• Therapeutic Category
    • Anti-glaucoma drugs
  • Pharmaceutical Form : Sterile Ophthalmic Suspension
  • Composition : Each mL of solution contains: Travoprost 40 micrograms +Timolol 5 mg (as timolol maleate).
  • Active Substance : Travoprost + timolol


TRAVA PLUS is indicated in adults for the decrease of intraocular pressure (IOP) in patients with open-angle glaucoma or ocular hypertension who are insufficiently responsive to topical beta blockers or prostaglandin analogues.


Hypersensitivity to the active substances, or to any of the excipients.

Hypersensitivity to other beta blockers.

Reactive airway disease including bronchial asthma, or a history of bronchial asthma, severe chronic obstructive pulmonary disease.

Sinus bradycardia, sick sinus syndrome, including sino-atrial block, second- or third-degree atrioventricular block not controlled with pacemaker. Overt cardiac failure, cardiogenic shock. Severe allergic rhinitis and corneal dystrophies.


Like other topically applied ophthalmic agents, travoprost and timolol are absorbed systemically. Due to the beta-adrenergic component, timolol, the same types of cardiovascular, pulmonary and other adverse reactions seen with systemic beta adrenergic

blocking medicinal products may occur. The incidence of systemic ADRs after topical ophthalmic administration is lower than for systemic administration

Cardiac disorders:

In patients with cardiovascular diseases (e.g., coronary heart disease, Prinzmetal’s angina and cardiac failure) and hypotension, therapy with beta blockers should be critically assessed and therapy with other active substances should be considered.

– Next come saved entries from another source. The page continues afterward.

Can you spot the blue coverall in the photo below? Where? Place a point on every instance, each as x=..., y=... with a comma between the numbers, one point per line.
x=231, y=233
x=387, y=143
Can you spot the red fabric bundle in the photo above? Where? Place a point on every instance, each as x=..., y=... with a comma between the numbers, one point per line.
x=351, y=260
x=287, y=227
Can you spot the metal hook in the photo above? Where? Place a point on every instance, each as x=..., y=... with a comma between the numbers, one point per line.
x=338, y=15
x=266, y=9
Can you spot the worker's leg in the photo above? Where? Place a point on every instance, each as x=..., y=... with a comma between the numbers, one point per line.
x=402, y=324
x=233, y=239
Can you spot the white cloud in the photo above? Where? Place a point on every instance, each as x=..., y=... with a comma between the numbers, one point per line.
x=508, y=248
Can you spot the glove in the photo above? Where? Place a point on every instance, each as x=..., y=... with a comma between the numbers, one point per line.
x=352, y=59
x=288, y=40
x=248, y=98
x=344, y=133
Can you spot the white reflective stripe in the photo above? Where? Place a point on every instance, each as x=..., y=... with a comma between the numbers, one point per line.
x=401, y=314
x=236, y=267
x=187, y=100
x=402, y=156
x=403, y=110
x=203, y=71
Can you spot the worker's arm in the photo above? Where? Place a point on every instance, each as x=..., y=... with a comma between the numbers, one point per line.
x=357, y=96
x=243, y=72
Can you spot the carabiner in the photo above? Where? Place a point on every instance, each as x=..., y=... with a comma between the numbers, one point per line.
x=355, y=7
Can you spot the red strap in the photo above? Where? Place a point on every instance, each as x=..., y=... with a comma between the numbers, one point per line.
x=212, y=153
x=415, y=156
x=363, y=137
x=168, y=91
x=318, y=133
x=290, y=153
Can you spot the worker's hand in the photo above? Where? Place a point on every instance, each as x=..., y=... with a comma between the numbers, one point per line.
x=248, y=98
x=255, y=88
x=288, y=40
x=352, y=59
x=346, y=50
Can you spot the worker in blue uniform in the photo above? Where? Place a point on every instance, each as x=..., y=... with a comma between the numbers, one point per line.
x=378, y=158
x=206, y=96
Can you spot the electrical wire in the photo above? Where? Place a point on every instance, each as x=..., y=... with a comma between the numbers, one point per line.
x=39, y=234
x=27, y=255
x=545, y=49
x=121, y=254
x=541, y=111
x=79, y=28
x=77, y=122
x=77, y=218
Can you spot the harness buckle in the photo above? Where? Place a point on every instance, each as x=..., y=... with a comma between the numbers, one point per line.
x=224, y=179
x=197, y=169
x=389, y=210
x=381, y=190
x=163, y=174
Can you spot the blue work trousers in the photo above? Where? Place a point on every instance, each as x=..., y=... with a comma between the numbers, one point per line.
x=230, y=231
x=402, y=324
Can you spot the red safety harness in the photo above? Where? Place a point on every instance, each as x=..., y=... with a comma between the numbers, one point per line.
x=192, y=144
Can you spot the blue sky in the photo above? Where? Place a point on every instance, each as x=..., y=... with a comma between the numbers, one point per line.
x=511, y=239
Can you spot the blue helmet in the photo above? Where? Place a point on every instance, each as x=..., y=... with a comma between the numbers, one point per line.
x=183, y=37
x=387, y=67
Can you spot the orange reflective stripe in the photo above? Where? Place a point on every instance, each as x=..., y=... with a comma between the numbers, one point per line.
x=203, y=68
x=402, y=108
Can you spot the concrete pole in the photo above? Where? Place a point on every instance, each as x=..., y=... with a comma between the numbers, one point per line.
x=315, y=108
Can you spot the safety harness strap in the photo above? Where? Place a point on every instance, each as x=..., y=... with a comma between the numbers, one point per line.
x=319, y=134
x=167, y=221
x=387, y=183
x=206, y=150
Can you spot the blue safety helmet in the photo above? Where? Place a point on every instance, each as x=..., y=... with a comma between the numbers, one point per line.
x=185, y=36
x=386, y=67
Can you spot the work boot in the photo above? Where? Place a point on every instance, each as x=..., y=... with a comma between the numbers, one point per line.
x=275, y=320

Patients with cardiovascular diseases should be watched for signs of deterioration of these diseases and of adverse reactions.

Due to their negative effect on conduction time, beta blockers should only be given with caution to patients with first-degree heart block.

Vascular disorders:

Patients with severe peripheral circulatory disturbance/disorders (i.e., severe forms of Raynaud’s disease or Raynaud’s syndrome) should be treated with caution.

Respiratory disorders:

TRAVA PLUS should be used with caution in patients with mild/moderate chronic obstructive pulmonary disease (COPD) and only if the potential benefit outweighs the potential risk.


Beta blockers should be administered with caution in patients subject to spontaneous hypoglycemia or in patients with labile diabetes, as beta blockers may mask the signs and symptoms of acute hypoglycemia.

Muscle weakness:

Beta-adrenergic blocking medicinal products have been reported to potentiate muscle weakness consistent with certain myasthenic symptoms (e.g., diplopia, ptosis and generalised weakness).

Corneal diseases:

Ophthalmic beta blockers may induce dryness of eyes. Patients with corneal diseases should be treated with caution.

Choroidal detachment:

Choroidal detachment has been reported with administration of aqueous suppressant therapy (e.g., timolol, acetazolamide) after filtration procedures.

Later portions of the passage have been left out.